人間という不可思議な生き物
内海隆一郎といえば、独特の「ハートウォーミング」という文体で知られる。読むと心がほっこりする、温かい短編。日常のなにげない一コマを描きながら、人間が本来もっている善なるものに焦点を当てる。それが一部の人(特に文芸評論家)にとっては、玉に瑕と映ることもあるようだ。
『家族の肖像』は趣が異なる。人間誰もがもつ善と悪、そしてその間の微妙な揺れ動きを的確にとらえ、普遍化している。本書に収められた8篇すべてが万華鏡のように互いを映し合い、人間という不可思議な生き物を立体的に浮かび上がらせている。
「ガラスの鈴」
死を目前にした老人と彼を介護する娘の微妙な心のやりとりを描く。会話のない無音の世界に鈴の音が鳴り響くとき……。軽やかな音が、複雑な父娘の葛藤を鮮やかに表す。
「去っていく男」
ガンで余命いくばくもない中年の男が、親友の医師と思い出の場所を訪れる。命が燃え尽きることを受け入れた彼だが、妻と娘たちへの愛惜の念はどうにもならない。そんな彼に思いがけない〝プレゼント〟が……。
「異形の松」
屋根裏で発見された能舞台の鏡板用に描かれた、おどろおどろしい松の絵をめぐる物語。絵の作者は、かの狩野芳崖とわかったが、その絵は二度と人の目に触れないところへ行ってしまう。芸術家と宮大工の矜持が美しい。
「娘屋の話」
寂しい老人の、一時の慰みのために派遣される〝借りの娘〟という仕事に就いた中年女性の話。老人たちはさまざまな思いを〝娘〟に仮託し、心の安寧を得る。
「壁の絵」
かつて住んでいた自宅兼旅館を久しぶりに訪れ、家を出るときに壁に描いた自画像の落書きを目にする中年男性。時が移ろい、旅館は廃れ、男性はにっちもさっちもいかない状況に。しかし、壁の落書きは、昔日と変わらぬまま、男に問いかける。
「誰もいない家」
遺産相続の話し合いのために集まった親類縁者と弁護士。突如、降って湧いた遺産相続に直面し、欲に憑かれた人間たちの哀しくも滑稽な姿を描く。
「紅の殻」
明治天皇に殉死した乃木希典の邸に奉公していた二人の女性の話。乃木夫妻が自刃する様子を大げさに仕立て上げた劇の興行で、一時はスポットを浴びるカネさんだが、その後の人生は坂を転げ落ちるように落ちていく。
「松の絵」
再び能舞台に設えられる鏡板に描かれる松の話。父の遺志を継いで能を描く画家となる昭雄に、一世一代の大仕事が舞い込む。
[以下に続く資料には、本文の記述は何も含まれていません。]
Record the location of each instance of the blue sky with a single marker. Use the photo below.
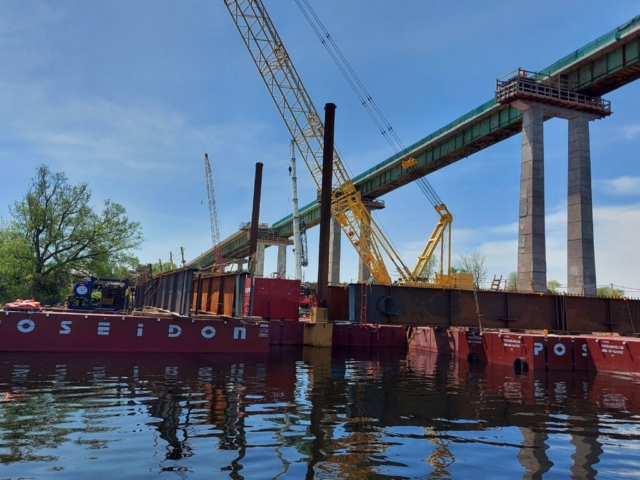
(127, 96)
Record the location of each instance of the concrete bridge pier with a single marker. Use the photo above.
(282, 261)
(532, 257)
(259, 261)
(532, 264)
(335, 238)
(581, 262)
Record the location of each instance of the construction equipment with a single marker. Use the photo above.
(216, 237)
(103, 294)
(299, 228)
(304, 123)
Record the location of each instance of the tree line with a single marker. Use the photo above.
(54, 237)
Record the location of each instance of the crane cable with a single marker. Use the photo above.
(363, 95)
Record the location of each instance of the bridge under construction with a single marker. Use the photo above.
(570, 88)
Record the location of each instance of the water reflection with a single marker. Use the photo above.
(310, 413)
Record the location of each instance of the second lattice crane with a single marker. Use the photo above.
(216, 236)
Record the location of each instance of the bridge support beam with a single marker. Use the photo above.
(532, 258)
(581, 262)
(335, 238)
(282, 261)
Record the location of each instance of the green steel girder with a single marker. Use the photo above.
(600, 67)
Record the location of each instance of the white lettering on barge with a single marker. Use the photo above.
(26, 325)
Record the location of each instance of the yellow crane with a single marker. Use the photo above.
(305, 125)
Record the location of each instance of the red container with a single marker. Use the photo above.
(276, 298)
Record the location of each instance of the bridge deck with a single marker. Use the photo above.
(603, 65)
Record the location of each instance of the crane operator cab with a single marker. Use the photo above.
(103, 294)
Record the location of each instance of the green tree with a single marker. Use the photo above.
(474, 264)
(55, 235)
(553, 286)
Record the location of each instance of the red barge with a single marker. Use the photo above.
(195, 313)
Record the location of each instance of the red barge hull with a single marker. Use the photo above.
(99, 332)
(532, 351)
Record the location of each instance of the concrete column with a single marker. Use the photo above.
(532, 262)
(581, 262)
(334, 252)
(282, 261)
(259, 268)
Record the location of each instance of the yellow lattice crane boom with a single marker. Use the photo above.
(307, 129)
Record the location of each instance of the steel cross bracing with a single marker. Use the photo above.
(307, 129)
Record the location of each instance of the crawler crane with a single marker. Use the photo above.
(306, 128)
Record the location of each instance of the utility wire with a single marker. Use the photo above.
(364, 96)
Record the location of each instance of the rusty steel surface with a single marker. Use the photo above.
(395, 305)
(338, 304)
(89, 332)
(276, 298)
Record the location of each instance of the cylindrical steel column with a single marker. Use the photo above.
(255, 215)
(325, 204)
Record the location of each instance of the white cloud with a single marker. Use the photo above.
(621, 186)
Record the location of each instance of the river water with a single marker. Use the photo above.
(310, 413)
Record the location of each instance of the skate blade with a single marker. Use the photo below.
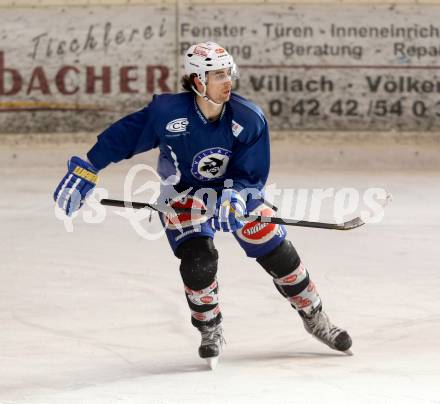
(212, 362)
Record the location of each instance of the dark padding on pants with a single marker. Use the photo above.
(198, 265)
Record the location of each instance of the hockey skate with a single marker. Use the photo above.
(318, 324)
(211, 345)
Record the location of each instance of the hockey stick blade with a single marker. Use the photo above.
(349, 225)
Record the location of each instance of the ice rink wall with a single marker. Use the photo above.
(327, 66)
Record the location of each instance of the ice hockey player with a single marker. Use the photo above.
(209, 138)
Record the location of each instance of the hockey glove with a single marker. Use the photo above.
(230, 208)
(71, 192)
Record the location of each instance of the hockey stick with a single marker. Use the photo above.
(349, 225)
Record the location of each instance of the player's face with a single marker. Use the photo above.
(219, 85)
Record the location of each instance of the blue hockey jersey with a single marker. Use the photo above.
(199, 153)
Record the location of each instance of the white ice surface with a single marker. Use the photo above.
(99, 315)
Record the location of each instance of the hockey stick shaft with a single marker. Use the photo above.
(352, 224)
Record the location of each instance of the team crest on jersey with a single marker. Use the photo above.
(210, 164)
(236, 128)
(177, 125)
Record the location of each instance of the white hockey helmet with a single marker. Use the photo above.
(208, 56)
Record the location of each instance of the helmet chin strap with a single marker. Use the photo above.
(205, 96)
昭雄は渾身の力をこめて老松を描くが、モティーフとなった松は、精気を抜き取られたかのように枯れていく。
最後の描写が凄まじい。
――枝も葉もすべて脱落した大幹が、硬直した裸腕のように篠竹の叢から突きでて、春陽にみちた空を掴もうとしていたのである。
インドのベナレスで行われる死者の焼却を連想してしまった。
蛇足ながら、私は内海氏の晩年、縁あって1年ほど師事することができた。文章に対する内海氏の厳しさをあらためて思い知らされ、身のすくむ思いである。